[GRASS-dev] r.surf.contour inefficiency?

Hi,

while running r.surf.contour I notice that 33% of the cpu is dealing with
"sys" leaving ~ 65% to run the program. with r.surf.contour using 97% of
the CPU, top says:

Cpu(s): 0.3%us, 33.1%sy, 64.9%ni, 0.0%id, ...

(nice'd because I run GRASS at low priority to keep processing from
slowing down desktop tasks while number crunching)

there is no big disk I/O going on -- is using that much "sys" CPU
indicative of some massive inefficiency in the program? It's a module
which has historically taken a ridiculously long time to run and I don't
understand why the kernel needs to be involved so much.
(linux 2.6.22, 1.5GB+ free memory)

ideas?

Hamish

Hamish wrote:

while running r.surf.contour I notice that 33% of the cpu is dealing with
"sys" leaving ~ 65% to run the program. with r.surf.contour using 97% of
the CPU, top says:

Cpu(s): 0.3%us, 33.1%sy, 64.9%ni, 0.0%id, ...

(nice'd because I run GRASS at low priority to keep processing from
slowing down desktop tasks while number crunching)

there is no big disk I/O going on -- is using that much "sys" CPU
indicative of some massive inefficiency in the program? It's a module
which has historically taken a ridiculously long time to run and I don't
understand why the kernel needs to be involved so much.
(linux 2.6.22, 1.5GB+ free memory)

ideas?

I presume that it's the use of the segment library causing a lot of
I/O.

Can r.surf.contour reasonably be used on gigabyte-sized maps? If not,
I'd suggest eliminating the use of the segment library.

In general, there isn't much point using segmentation with algorithms
whose time complexity is worse than linear in the size of the input.
On modern systems, the run time will typically become prohibitive
before memory usage does.

If it can reasonably be used on maps which won't necessarily fit into
memory, try increasing the number of segments in memory (the last
parameter to cseg_open(), currently hardcoded to 8).

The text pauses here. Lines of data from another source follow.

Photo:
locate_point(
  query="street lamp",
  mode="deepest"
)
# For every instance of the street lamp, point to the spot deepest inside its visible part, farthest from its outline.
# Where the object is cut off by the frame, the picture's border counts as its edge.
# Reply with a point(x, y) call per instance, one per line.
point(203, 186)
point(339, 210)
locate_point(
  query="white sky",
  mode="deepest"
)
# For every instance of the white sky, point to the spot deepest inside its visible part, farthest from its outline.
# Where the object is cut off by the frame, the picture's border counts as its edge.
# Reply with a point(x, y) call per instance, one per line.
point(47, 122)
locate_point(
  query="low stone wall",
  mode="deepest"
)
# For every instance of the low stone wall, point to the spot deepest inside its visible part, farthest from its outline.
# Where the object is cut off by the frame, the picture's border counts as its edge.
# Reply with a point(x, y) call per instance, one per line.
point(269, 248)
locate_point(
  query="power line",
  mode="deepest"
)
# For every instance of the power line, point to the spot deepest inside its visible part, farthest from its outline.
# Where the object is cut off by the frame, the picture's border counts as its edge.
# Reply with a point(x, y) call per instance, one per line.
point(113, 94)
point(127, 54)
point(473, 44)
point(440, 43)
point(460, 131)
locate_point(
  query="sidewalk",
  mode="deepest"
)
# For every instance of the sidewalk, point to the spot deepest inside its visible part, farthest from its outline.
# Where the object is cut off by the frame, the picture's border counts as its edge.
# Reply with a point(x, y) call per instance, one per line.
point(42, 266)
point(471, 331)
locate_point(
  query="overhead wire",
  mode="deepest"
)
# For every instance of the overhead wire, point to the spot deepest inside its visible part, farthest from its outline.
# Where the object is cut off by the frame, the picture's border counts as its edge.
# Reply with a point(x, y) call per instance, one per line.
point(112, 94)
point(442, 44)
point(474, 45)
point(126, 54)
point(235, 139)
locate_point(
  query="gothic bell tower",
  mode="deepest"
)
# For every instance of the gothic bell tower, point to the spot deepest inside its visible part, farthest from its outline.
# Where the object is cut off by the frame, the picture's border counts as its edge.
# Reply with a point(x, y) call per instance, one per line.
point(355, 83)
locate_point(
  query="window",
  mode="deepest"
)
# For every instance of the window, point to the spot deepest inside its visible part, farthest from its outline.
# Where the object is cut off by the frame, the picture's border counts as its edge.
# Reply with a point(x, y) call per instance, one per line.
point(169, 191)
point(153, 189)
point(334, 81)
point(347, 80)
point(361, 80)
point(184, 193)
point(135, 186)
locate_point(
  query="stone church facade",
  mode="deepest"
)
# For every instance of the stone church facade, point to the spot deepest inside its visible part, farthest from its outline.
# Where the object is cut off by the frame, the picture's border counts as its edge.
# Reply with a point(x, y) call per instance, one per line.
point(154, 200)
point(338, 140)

Even if that reduces the sys time, segment_get() is still vastly
slower than array access. If segmentation is useful, the code in
r.proj[.seg] should be significantly more efficient, due to the use of
macros, power-of-two sizes, and compile-time constants.

--
Glynn Clements <glynn@gclements.plus.com>

Hamish wrote:
> while running r.surf.contour I notice that 33% of the cpu is dealing
> with "sys" leaving ~ 65% to run the program.

....

> there is no big disk I/O going on -- is using that much "sys" CPU
> indicative of some massive inefficiency in the program? It's a module
> which has historically taken a ridiculously long time to run and I
> don't understand why the kernel needs to be involved so much.

Glynn:

I presume that it's the use of the segment library causing a lot of I/O.

Can r.surf.contour reasonably be used on gigabyte-sized maps?

currently it is so slow to run that working with such a big map would
not complete in a reasonable time.

If not, I'd suggest eliminating the use of the segment library.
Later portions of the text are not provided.